# ATF/Conress/NRA Dealing-Shotguns This Time



## AquaHull (Jun 10, 2012)

I just can't wrap my head around this so here's some links
Rumor: New Legislation Coming to Widen "Sporting Purposes" Definition, Ban "Special" Ammo Import - The Truth About Guns
UPDATED ATF classification compromise to redefine sporting use - Page 3 - The AK Files Forums
ATF classification compromise to redefine sporting use, ban certain ammo imports - National gun rights | Examiner.com

NRA says they know nothing about this.:68:


----------



## Camel923 (Aug 13, 2014)

Great post. What a mess. Hard to be in the fore front of second amendment rights and be oblivious to these things.
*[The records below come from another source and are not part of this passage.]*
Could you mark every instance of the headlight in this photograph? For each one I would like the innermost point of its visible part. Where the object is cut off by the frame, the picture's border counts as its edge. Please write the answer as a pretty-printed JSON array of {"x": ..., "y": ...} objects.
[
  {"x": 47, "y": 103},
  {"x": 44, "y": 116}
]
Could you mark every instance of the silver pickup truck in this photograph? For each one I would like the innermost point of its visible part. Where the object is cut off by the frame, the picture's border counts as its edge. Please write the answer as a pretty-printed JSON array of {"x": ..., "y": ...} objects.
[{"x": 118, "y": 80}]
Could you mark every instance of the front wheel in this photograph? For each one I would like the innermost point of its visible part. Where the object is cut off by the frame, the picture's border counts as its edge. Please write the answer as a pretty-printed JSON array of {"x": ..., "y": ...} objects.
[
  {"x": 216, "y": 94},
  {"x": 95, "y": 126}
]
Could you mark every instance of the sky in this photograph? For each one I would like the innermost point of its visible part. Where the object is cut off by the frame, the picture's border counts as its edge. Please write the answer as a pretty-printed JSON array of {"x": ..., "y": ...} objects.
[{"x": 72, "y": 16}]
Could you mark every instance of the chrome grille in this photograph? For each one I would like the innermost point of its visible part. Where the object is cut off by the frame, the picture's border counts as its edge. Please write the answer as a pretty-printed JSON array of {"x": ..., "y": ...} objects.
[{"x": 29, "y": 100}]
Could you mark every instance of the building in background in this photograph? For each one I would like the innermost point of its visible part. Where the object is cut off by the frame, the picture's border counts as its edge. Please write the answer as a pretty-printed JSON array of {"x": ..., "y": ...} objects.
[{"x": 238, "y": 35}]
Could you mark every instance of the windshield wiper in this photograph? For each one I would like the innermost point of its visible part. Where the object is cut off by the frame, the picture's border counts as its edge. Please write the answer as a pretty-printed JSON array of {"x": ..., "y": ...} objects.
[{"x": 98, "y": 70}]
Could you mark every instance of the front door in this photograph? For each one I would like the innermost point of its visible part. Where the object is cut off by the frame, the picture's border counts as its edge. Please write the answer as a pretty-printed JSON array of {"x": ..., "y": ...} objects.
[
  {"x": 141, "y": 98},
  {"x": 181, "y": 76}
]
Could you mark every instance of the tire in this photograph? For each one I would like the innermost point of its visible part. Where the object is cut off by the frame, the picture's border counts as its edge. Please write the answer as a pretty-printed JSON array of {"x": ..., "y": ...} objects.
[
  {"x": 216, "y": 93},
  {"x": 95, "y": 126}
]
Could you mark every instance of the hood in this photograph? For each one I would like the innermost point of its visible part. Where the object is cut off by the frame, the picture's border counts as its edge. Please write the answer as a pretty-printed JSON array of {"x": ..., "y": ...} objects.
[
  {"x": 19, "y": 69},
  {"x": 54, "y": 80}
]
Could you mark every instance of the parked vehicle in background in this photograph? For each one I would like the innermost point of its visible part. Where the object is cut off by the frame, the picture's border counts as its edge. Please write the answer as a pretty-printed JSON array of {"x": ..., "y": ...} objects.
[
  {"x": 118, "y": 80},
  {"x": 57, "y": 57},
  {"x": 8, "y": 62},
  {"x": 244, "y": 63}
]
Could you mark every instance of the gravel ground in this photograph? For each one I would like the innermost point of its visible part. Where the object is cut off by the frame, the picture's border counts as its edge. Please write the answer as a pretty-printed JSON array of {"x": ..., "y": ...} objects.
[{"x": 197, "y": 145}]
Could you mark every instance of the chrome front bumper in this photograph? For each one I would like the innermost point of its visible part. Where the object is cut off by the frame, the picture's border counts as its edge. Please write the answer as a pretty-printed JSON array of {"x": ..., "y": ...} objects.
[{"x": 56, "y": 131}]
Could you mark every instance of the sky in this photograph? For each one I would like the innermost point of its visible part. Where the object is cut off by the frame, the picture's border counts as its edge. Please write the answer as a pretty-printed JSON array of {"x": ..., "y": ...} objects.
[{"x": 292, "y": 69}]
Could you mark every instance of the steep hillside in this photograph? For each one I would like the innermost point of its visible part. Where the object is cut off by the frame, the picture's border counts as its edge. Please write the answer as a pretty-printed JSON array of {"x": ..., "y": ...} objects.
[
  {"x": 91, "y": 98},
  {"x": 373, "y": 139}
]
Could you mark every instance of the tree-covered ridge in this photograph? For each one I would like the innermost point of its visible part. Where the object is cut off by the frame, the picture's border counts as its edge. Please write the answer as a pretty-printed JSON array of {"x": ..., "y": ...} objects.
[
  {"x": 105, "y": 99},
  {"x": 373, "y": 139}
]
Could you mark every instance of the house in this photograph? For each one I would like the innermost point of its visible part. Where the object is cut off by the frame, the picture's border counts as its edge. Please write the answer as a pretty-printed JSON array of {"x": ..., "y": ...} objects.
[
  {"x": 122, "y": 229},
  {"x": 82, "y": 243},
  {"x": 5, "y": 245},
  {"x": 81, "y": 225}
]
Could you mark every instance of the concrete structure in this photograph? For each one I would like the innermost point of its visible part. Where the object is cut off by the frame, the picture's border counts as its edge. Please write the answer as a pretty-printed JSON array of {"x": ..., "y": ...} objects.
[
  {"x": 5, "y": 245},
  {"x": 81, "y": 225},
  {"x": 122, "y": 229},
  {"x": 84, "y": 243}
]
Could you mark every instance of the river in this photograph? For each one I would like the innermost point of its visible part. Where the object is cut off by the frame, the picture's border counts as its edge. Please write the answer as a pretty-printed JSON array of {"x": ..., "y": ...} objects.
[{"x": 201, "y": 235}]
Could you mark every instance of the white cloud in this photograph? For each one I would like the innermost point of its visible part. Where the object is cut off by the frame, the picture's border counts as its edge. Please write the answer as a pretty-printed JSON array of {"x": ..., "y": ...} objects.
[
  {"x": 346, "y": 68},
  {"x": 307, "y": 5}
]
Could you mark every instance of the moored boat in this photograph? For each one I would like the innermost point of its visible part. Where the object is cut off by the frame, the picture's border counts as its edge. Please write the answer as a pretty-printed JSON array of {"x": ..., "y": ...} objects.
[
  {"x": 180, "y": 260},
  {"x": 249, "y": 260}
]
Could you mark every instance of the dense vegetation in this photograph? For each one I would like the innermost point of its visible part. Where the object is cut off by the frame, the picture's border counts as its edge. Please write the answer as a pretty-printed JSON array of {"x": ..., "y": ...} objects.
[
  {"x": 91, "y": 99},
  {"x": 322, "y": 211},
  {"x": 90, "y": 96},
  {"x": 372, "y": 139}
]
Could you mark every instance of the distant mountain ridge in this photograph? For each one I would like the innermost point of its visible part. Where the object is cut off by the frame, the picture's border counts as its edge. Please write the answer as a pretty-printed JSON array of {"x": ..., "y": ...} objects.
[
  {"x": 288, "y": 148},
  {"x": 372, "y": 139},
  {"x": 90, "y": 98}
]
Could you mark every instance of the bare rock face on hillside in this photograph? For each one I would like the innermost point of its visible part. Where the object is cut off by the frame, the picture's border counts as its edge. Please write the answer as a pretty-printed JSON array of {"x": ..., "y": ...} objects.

It appears to me to be very necessary to take the power of what is legal and what is not out of the hands of unelected beurocrats.


----------



## Denton (Sep 18, 2012)

The NRA _says_ they knew nothing about this.

The original story: Sipsey Street Irregulars: SSI Exclusive: Negotiating Rights Away. Cynical Secret "Deal With The Devil" Confirmed. NRA, ATF& bi-partisan group of politicians agree to save ATF from itself and widen the definition of "sporting purposes." "A hole big en

His follow-up story:
Sipsey Street Irregulars: The art of the non-denial denial and the demand for the names of our sources.


----------



## sideKahr (Oct 15, 2014)

Camel923 said:


> Great post. What a mess. Hard to be in the fore front of second amendment rights and be oblivious to these things. It appears to me to be very necessary to take the power of what is legal and what is not out of the hands of unelected beurocrats.


I agree emphatically! The EPA and the BLM are prime examples.


----------